Although Valentine’s Day isn’t as good for restaurant business as people might think, it’s still a holiday that can drive sales. That’s shaping up to be especially true this year, with restaurants becoming hybrid grocery stores and food delivery specialists. Likewise, purveyors who historically catered to restaurants are giving home cooks the benefits of ingredients once earmarked for chefs.
Below are some notable products available for the first time this Valentine’s Day, both nationally and locally, for people who want to take their home celebrations to a new level.
One of the world’s most luxurious ingredients is also a good deal this holiday. Last fall, Allen Brothers, which sells high-quality beef to restaurants such as New York’s Catch Steak, expanded its line to include high-end products like truffles. Even with curtailed restaurant business, the company is selling 40 kilos (88 pounds) of truffles per week, according to John Magazino, director of business development and national sales at parent company the Chefs’ Warehouse. “Prices are down significantly due to the drop in demand by restaurants—they’re about 25% less on average,” he says, or selling for about $115 per oz. Magazino anticipates sales volume doubling for Valentine’s week. “What’s better (and more simple) than a dish of fettucine with creamy black truffle sauce?” he asks.
For 25 years, Paramount Caviar has sourced their specialty for chef Eric Ripert and his preeminent seafood restaurant, Le Bernardin in New York. This year, for the first time, the legendary chef is offering a wide selection of caviar for Valentine’s Day. Among the options curated by Ripert are a $595 tasting trio that includes smoked trout roe, imperial osetra, and golden roe imperial golden hybrid, as well as obligatory blinis and crème fraîche. Individual tins of caviar, such as 8.8 ounces of Imperial Osetra ($1,450) are available, too.
Regalis Foods is one of the leading ingredient purveyors for top chefs. A surprisingly popular product for this holiday is a top-of-the-line cured fish ($45 for 150 grams) from a master smoker in Catalonia, Spain. “It’s more akin to sushi than lox,” says partner Karrie Kimble. The fish is cold-smoked over locally foraged pine cones and comes in three styles: natural smoke; nori-wrapped (“just put wasabi on it,” Kimble advises), and beet-and-vodka cured with a rich pink color that makes it coincidentally ideal for Feb. 14.

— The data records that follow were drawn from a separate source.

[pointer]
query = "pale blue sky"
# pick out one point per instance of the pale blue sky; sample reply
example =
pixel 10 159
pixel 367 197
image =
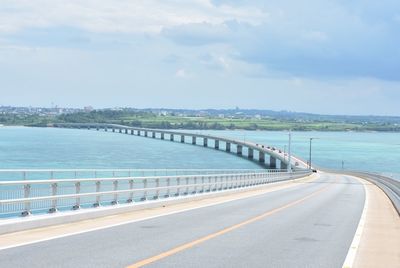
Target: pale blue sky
pixel 331 57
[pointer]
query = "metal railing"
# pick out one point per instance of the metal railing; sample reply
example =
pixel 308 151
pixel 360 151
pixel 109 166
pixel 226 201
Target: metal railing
pixel 24 197
pixel 41 174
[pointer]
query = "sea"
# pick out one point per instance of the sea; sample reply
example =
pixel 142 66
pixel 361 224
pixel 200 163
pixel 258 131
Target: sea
pixel 50 148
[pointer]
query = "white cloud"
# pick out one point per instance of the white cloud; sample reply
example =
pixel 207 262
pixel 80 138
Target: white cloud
pixel 181 73
pixel 150 16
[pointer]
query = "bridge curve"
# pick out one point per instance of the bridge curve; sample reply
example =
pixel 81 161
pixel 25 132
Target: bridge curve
pixel 251 147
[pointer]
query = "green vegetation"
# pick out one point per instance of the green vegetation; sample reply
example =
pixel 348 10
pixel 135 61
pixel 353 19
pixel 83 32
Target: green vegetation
pixel 152 120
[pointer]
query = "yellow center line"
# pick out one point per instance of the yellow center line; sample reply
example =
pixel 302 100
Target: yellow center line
pixel 223 231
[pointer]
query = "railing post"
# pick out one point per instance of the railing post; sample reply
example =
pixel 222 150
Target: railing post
pixel 168 189
pixel 78 199
pixel 130 199
pixel 27 193
pixel 98 186
pixel 158 190
pixel 145 191
pixel 178 183
pixel 195 186
pixel 115 201
pixel 53 208
pixel 187 186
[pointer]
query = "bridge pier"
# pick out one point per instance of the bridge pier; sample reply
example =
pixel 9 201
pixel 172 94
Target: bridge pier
pixel 250 153
pixel 261 157
pixel 239 149
pixel 272 162
pixel 228 147
pixel 216 145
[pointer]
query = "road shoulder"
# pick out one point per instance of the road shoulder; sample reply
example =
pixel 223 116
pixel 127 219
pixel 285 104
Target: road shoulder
pixel 380 242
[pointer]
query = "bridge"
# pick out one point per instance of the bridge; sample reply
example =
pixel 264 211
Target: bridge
pixel 253 150
pixel 269 217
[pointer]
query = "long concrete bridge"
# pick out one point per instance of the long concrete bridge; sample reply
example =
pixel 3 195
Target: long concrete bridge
pixel 231 218
pixel 268 156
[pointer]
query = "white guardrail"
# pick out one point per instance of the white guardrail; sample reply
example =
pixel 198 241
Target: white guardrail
pixel 51 194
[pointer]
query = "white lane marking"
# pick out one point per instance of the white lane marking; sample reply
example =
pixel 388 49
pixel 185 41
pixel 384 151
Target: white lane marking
pixel 137 220
pixel 352 253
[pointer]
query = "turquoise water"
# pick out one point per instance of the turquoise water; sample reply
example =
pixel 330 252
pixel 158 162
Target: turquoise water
pixel 67 148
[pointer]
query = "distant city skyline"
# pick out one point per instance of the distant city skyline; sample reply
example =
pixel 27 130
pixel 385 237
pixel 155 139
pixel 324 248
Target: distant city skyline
pixel 325 57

Among the dishes most people haven’t had since they last set foot in a restaurant is a commanding seafood tower. This year the gourmet food store Citarella is delivering them to homes across the country, from $199 a pop. The array includes Wellfleet oysters and Little Neck clams (helpfully shucked, shells on the side), plus steamed lobster, shrimp, king crab, and stone crab claws. Owner and fishmonger Joe Gurerra says a driving factor was the popularity of seafood for last year’s holiday. “In 2020 we saw overall oyster sales on Valentine’s weekend increase two to three times over average sales the previous year. Steamed lobster was a big seller, too. It made sense to bundle them up this year.” Metal stand not included.
Pat LaFrieda is the meat purveyor for restaurants and eateries ranging from Eleven Madison Park and Bowery Meat Company in New York to Shake Shack locations across the globe. This Valentine’s Day he’s introducing a 30-day dry-aged, prime Black Angus Tomahawk Steak with “I Love You” inscribed on the rib bone. The $129 steak weighs in at 40 oz. “It’s just such a striking piece of beef anyway,” LaFrieda says. The idea to engrave the bone was originally sparked by an employee who’s also an artist, he says. “I asked him if he could replicate intricate carving work on a bone. He perfected it.”

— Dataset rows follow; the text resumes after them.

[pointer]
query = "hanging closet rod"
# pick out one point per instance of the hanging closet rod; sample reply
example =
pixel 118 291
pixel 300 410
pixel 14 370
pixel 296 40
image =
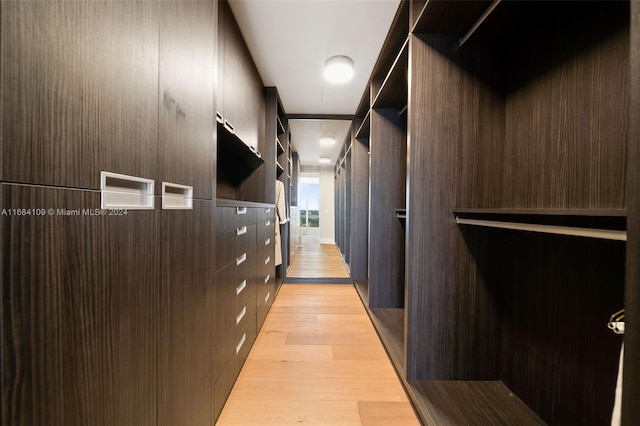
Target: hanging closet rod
pixel 607 234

New York residents have the option of deluxe fish from one of the city’s top restaurants for Valentine’s take-out. Sushi Noz’s inaugural temaki kit boasts heart-shaped containers of Japanese uni and house-cured ikura, or salmon roe, as well as seasoned rice and sheets of seaweed for handmade hand rolls. In the spirit of romance, each $145 kit comes with a long-stemmed rose from Sushi Noz’s Japanese florist.
They’re not, strictly speaking, heart-shaped. But esteemed cheese producers Jasper Hill Farm in Greensboro, Vt., is offering center-cut pieces from their wheels of fromage in engaging shapes (from $40). The program is a result of a new cheese-cutting machine the company purchased during the pandemic, which creates an ideal middle “heart” and helps eliminate waste. Many will say it’s the most desirable cut for people who don’t want rind with their cheese. A bonus: They’re easy to trim into heart shapes.